Proef 2: Wie is sterker, het ei of jij?
Nu we weten hoe we rauwe eieren en gekookte eieren kunnen onderscheiden gaan we kijken naar hoe sterk eieren wel niet zijn. Laat ieder groepje een rauw ei in een boterhamzakje doen (scheelt rotzooi als het ei toch stuk gaat) en laat ze daarna ieder kijken of ze het met één hand stuk kunnen knijpen. Lukt het?
Als iedereen dit geprobeerd heeft kan 1 iemand met het ei voorzichtig een zacht tikje op de tafel geven. Net zo hard/ zacht dat er een kleine barst in de schaal komt, maar het ei verder niet stuk is! Geef het ei door (bijvoorkeur de jongste) en laat diegene nog een keer knijpen. Wat gebeurt er nu? Waardoor is het nu anders dan bij de vorige keer?
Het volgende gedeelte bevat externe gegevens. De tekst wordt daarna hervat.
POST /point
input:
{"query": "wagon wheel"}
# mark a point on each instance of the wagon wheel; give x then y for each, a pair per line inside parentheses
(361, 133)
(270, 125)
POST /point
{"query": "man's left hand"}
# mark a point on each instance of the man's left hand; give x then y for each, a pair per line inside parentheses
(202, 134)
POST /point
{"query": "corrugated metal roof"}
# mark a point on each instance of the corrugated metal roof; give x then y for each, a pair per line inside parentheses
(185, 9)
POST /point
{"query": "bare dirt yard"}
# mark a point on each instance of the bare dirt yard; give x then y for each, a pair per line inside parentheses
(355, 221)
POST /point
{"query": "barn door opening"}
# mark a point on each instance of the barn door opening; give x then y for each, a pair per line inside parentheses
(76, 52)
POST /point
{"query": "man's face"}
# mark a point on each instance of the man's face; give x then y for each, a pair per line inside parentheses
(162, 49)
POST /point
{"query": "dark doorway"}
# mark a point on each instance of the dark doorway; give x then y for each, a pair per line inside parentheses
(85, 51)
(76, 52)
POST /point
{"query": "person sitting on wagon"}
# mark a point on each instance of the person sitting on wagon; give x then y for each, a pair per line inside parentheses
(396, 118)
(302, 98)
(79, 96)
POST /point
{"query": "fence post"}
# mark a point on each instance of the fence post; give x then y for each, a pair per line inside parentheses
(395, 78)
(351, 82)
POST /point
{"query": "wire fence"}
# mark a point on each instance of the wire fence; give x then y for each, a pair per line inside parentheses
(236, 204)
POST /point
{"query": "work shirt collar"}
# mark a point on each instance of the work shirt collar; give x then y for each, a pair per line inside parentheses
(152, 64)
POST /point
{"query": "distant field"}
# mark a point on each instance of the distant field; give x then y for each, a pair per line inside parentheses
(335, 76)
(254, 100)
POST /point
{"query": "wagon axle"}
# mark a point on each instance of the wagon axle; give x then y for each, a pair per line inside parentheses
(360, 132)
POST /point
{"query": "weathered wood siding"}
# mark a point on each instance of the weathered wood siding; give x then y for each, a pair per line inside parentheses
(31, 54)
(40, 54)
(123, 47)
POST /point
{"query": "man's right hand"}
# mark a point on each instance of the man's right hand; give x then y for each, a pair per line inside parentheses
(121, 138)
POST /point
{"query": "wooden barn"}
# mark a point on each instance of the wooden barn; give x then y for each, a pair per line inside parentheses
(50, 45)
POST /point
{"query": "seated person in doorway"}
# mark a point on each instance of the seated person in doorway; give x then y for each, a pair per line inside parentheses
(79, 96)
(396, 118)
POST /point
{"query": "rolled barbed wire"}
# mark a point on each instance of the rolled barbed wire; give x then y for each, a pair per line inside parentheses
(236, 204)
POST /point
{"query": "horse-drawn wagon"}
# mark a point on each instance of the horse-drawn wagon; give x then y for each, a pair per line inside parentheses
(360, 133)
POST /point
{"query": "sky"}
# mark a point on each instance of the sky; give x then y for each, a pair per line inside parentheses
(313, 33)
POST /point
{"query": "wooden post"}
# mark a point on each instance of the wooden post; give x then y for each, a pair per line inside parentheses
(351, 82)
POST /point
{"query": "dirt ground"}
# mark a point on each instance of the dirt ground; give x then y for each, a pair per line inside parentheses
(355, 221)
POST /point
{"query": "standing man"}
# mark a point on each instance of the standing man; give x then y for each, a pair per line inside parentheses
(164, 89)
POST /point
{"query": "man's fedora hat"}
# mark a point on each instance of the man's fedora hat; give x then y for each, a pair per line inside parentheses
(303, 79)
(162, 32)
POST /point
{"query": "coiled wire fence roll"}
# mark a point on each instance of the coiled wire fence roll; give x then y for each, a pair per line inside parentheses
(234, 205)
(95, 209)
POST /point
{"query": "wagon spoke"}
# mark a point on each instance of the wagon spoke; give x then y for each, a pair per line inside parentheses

Proef 3: Hoe sterk zijn vier eieren?
Best lastig om een ei met één hand stuk te kunnen knijpen. Hoeveel gewicht zouden 4 eieren kunnen hebben? Maak van een eierdoos 4 houdertjes voor de eieren en zet hier 4 even grote eieren in. Weeg hoe zwaar het plankje is en schrijf dit op. Zet de eieren in een vierkant en leg het plankje op de 4 eieren. Weeg vervolgens een (zwaar) boek, schrijf het gewicht op en leg dit boek op het plankje. Breken de eieren? Weeg en leg boeken op het plankje net zolang tot er een ei breekt. Hoeveel gewicht kunnen de eieren hebben? Tel de gewichten van het plankje en de boeken (tot min 1 ei brak) bij elkaar op.
Proef 4: Ei in een fles
De rauwe eieren hebben we nu gebruikt voor een proefje, nu nemen we het gekookte ei. Laat de kinderen de eieren netjes pellen. (Bij het pellen kan je nog kijken hoe de schil van een ei er uit ziet, met aan de buitenkant een harde kalkschaal en daaronder een velletje: het membraan van het ei).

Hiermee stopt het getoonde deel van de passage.